Certains ne veulent pas l'utiliser car il constituerait une cible trop parfaite pour les fells qui , de temps à autre, harcèlent le village. Pour ma part, je l'actionne à priori, à intervalles variables, pendant quelques secondes, afin de surprendre dans son faisceau d'éventuels visiteurs indésirables et aussi pour ne pas leur donner trop de temps pour me repérer et me prendre pour cible.
Dans ce mirador, on a installé un poêle à bois. Le tuyau sort par une des meurtrières dont les quatre murs sont percés.
On y a aussi monté un petit banc de bois mais celui-ci ne sert pas de siège. L'hiver, lorsque malgré la capote de drap, le tour de cou en laine et le calot enfoncé jusqu'aux oreilles, le vent d'Ouest s'enfile dans la meurtrière qui lui fait face, en dépit du poêle bourré jusqu'à la gueule et rouge de surchauffe, on est frigorifié, alors on cale ce banc dans l'ouverture afin de barrer le passage à la bise. De temps à autre, on le retire pour scruter la nuit vers l'Ouest, vers la ferme Eyssautier, et on le replace aussitôt. Brrrr !
A demi dressé sur un coude, le visage tendu vers la trappe du plafond, le chef de groupe reprend :
" Ho ! Père Baurin, qu'est-ce qui se passe ?
- J'ai tiré " répond une voix qui tombe du mirador.
- Ah ! çà, oui, on n'est pas sourds ! "
Personne n'est inquiet car ce seul coup de feu n'a été suivi d'aucun autre ni d'aucun appel.
De plus, il n'y a eu aucune riposte : ce n'est pas le signe d'un harcèlement ou, pire, d'une attaque toujours possible des fells.

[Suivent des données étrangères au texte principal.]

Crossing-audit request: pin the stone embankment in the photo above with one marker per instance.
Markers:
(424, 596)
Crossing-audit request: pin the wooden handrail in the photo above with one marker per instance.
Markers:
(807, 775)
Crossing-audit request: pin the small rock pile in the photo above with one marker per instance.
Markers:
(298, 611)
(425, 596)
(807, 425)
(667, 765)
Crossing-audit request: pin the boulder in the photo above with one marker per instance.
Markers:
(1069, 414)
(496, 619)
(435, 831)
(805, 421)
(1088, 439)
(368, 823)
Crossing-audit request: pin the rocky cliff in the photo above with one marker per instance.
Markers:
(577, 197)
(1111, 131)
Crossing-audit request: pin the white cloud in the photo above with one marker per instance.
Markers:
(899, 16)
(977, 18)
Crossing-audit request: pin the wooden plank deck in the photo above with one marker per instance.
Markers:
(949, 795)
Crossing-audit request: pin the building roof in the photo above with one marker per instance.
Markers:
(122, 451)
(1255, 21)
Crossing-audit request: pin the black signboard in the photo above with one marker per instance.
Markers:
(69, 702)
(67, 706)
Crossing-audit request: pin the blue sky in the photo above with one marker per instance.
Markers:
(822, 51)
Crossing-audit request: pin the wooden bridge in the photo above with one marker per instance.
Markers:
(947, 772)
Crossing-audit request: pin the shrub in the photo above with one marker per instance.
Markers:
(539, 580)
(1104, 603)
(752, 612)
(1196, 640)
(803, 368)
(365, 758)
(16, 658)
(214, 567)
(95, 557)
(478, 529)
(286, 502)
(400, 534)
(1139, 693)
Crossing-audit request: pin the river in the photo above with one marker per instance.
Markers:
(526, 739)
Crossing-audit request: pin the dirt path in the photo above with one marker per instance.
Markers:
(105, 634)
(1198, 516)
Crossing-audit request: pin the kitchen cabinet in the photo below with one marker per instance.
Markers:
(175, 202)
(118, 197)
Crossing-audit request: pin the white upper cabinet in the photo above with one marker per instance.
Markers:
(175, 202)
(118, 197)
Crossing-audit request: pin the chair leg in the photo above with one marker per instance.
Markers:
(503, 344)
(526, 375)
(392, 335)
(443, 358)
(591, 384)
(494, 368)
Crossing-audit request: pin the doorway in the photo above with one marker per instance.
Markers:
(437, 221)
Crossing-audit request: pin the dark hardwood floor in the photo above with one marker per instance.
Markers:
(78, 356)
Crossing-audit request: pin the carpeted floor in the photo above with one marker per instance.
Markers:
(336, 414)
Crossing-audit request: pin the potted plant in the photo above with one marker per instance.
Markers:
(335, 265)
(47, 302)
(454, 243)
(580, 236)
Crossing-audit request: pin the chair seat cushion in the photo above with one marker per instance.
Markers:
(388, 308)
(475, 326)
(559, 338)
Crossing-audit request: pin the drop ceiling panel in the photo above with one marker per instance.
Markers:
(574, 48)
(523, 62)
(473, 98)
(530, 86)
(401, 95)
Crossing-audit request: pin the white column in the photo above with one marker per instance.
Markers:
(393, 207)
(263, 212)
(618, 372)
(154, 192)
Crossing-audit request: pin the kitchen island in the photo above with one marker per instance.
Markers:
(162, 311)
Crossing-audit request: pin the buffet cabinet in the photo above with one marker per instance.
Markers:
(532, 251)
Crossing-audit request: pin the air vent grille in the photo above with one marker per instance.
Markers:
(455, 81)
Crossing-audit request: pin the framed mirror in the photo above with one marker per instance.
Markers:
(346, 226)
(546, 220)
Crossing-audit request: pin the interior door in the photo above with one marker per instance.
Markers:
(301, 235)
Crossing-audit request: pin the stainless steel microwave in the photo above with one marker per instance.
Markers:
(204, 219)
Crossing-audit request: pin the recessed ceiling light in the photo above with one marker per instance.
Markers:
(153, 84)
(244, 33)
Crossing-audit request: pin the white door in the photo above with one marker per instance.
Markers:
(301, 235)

Bébert, qui dort tout habillé, " pour être prêt au plus vite " et qui, en guise de bonnet de nuit se sert de son ''calot'' de drap kaki dont il rabat le revers tout autour et qu'il s'enfile jusqu'au nez pour la nuit lance, en se retournant sur son lit de camp, un jugement clair et net :
" Quel con çui-là ! " Baurin a l'ouïe fine :
- Ho, dis, si j'ai tiré c'est qu'il y avait de quoi ! Attends je descends et je t'explique. "
L'échelle vibre sous le poids du tireur qui descend lentement, le fusil en bandoulière.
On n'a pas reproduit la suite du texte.